Defendants on bail that is supposed to be “affordable” are entitled to a new bail hearing within 48 to 72 hours where they can challenge the decision to hold them, according to the agreement.

Anyone facing indictment in court will also have the right to a court-appointed attorney, unless they waive that right or hire a private attorney, as per the agreement.

PHOTO: The Michigan Chapter of the American Civil Liberties Union (ACLU) stands in Detroit, August 12, 2014.

The Michigan Chapter of the American Civil Liberties Union (ACLU) meets in Detroit, August 12, 2014.

Paul Marotta/Getty Images, FILE

The arraignment attorney will be required to complete a form outlining the defendant’s financial situation to ensure that they have the information necessary to make submissions on the individual’s ability to pay bail, in accordance with to agreement.

All court-appointed attorneys will be required to complete a four-hour training on how to handle a bail hearing, bail determination procedures and terms of settlement, as per the agreement.

All defense attorneys appearing in court will begin training next week and judges and magistrates will begin training in the coming weeks, 36th District Court Chief Judge William McConico told ABC News in an interview. .

McConico said he was “excitedly seeking the implementation of this settlement.”

The agreement stipulates that defendants who miss a hearing for most misdemeanor cases will have their hearings automatically postponed instead of a warrant being issued for their arrest the first time they miss a hearing.

It will also require the court to report release rates to plaintiffs on a fortnightly basis.
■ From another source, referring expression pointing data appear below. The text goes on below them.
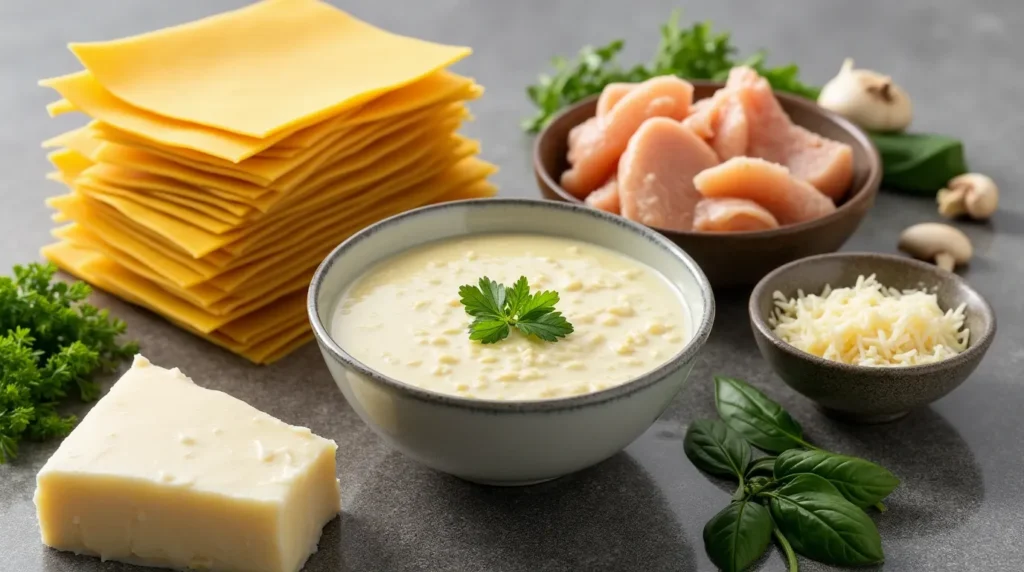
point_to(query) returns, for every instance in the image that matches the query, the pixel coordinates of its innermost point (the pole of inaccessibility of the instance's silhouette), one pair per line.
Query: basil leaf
(919, 163)
(822, 525)
(712, 446)
(763, 466)
(738, 535)
(762, 422)
(859, 481)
According to the agreement, 97% of those charged with misdemeanors, 90% of those charged with felonies and 80% of those charged with certain serious crimes should be released without cash bail or on bail they can afford within 24 hours, as agreed.

While McConico said the court’s current release rates are somewhat close to those thresholds for traffic and misdemeanors, they are “far from the settlement agreement numbers” for felonies.
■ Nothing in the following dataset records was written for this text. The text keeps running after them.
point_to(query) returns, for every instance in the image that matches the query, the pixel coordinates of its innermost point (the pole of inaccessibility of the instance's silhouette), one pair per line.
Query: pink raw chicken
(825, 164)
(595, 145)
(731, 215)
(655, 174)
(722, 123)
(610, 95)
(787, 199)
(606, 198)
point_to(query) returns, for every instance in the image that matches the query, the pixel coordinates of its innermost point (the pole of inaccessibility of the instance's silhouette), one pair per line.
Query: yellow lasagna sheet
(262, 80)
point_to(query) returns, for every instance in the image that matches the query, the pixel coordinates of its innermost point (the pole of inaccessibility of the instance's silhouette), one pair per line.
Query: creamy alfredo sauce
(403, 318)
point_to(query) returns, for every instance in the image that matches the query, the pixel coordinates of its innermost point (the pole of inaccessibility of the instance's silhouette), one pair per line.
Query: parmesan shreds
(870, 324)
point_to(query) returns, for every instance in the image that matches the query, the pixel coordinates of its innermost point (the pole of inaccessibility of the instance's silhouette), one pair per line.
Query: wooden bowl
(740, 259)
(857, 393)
The deal does not set release rates for people charged with crimes including murder, treason, first-degree criminal sexual behavior, armed robbery, kidnapping, or who are accused of committing a violent crime while already out on bail or on probation/conditional release, or who are accused of committing a violent crime and have been convicted twice of violent crimes in the past 15 years, according to the agreement.

This agreement will last for two to five years. If the court successfully meets the release rates, the deal will expire in two years. But, it will be extended if the court misses release rates.

“I am proud that the 36th District Court, thanks in large part to the work of Judge Larry Williams, has worked together to create a fairer justice system. While other cities have taken a more hostile posture, we felt that “It was important to work together to find a solution,” McConico said in a statement.

Although McConico has not spoken to judges in other Michigan courts, he hopes the implementation of this agreement will encourage other courts in the state to implement similar cash bail policies.

“If we can do it in Detroit, you can do it anywhere in the state,” McConico said.